Research Paper

Presented by Dr John Cavazos, University of Delaware
Until 2010 less than ten systems from the TOP500 contained hardware accelerators. Today more than fifty systems contain hardware accelerators. They account for 35% of the computing capability of all the systems in the TOP500. This trend began with NVIDIA’s CUDA (Compute Unified Device Architecture). With CUDA developers have been able to leverage the computation capabilities of GPUs (Graphic Processing Units).

In 2011, Intel introduced its own accelerator the XeonPhi. The XeonPhi is based on Intel’s Many Integrated Core (MIC) architecture. Following the introduction of the XeonPhi, Open Compute Language (OpenCL) is gaining popularity. While OpenCL is similar to CUDA, it is not restricted to NVIDIA accelerators. It has been implemented by many vendors, including Intel (CPU, GPU, XeonPhi), AMD (APU), NVIDIA (GPU), and Altera (FPGA).

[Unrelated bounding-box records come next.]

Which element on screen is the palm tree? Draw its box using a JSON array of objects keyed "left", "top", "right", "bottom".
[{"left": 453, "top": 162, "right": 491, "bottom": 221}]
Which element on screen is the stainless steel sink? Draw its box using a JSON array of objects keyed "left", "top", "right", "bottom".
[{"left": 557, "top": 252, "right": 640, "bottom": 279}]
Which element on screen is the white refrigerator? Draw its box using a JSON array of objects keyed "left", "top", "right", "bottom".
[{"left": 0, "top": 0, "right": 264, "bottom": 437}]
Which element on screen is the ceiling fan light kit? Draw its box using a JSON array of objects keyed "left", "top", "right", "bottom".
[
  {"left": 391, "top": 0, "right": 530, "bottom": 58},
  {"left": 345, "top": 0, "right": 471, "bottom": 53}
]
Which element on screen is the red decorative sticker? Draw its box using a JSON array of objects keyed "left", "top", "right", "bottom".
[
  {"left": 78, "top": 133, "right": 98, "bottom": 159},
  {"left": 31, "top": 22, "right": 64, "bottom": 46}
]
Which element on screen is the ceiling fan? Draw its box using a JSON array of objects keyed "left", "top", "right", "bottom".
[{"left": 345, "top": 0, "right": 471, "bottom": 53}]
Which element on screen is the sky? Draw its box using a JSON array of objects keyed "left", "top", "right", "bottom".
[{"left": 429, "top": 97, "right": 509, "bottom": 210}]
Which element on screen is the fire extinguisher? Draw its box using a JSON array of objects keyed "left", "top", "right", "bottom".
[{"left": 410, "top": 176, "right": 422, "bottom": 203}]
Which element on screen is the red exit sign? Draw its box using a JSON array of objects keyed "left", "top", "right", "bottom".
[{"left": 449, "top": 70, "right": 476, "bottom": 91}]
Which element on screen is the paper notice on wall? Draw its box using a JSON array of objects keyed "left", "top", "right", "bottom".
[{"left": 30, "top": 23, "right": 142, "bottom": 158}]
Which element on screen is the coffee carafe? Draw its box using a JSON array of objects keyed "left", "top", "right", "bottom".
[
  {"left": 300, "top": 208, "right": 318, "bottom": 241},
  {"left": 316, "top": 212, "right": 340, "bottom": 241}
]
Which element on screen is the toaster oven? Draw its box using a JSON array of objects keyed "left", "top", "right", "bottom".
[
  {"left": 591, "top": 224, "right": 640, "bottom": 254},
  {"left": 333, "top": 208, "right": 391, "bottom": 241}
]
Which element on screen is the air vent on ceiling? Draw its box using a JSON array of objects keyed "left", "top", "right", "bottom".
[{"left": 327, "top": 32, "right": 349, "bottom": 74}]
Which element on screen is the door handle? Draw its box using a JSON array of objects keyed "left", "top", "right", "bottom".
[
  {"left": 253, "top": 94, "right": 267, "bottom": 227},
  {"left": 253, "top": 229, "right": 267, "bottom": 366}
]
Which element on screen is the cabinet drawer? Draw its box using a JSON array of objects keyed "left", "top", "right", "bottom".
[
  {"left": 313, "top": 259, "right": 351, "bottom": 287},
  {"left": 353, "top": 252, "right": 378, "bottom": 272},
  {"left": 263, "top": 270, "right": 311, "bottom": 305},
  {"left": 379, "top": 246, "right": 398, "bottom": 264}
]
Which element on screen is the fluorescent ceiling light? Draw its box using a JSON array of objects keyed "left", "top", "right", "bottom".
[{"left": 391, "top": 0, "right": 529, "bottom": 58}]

However, both CUDA and OpenCL require expert programmers and important modifications of source code to achieve peak performances. Languages based on compiler directives are easier to use. OpenMP (Open Multi-Processors) is one such example. The same technique is used by OpenACC, a directive based extension for C, C++, and FORTRAN. Whereas OpenMP targets shared-memory systems, OpenACC targets hardware accelerators.
In this paper we present the generation of OpenCL C kernels from OpenACC annotated codes. This kernel generator is one module of our open-source OpenACC Compiler. We
developed it using ROSE, a source-to-source compiler. First, we will look at both OpenACC and OpenCL execution models. Next, we will present our method which leverages the inexact mapping of OpenACC to OpenCL to generate multiple kernels. In our experiments, we generated OpenCL C kernels for some linear algebra computations. We will
execute these kernels on different accelerators and discuss the performances of different generated kernels over different accelerators.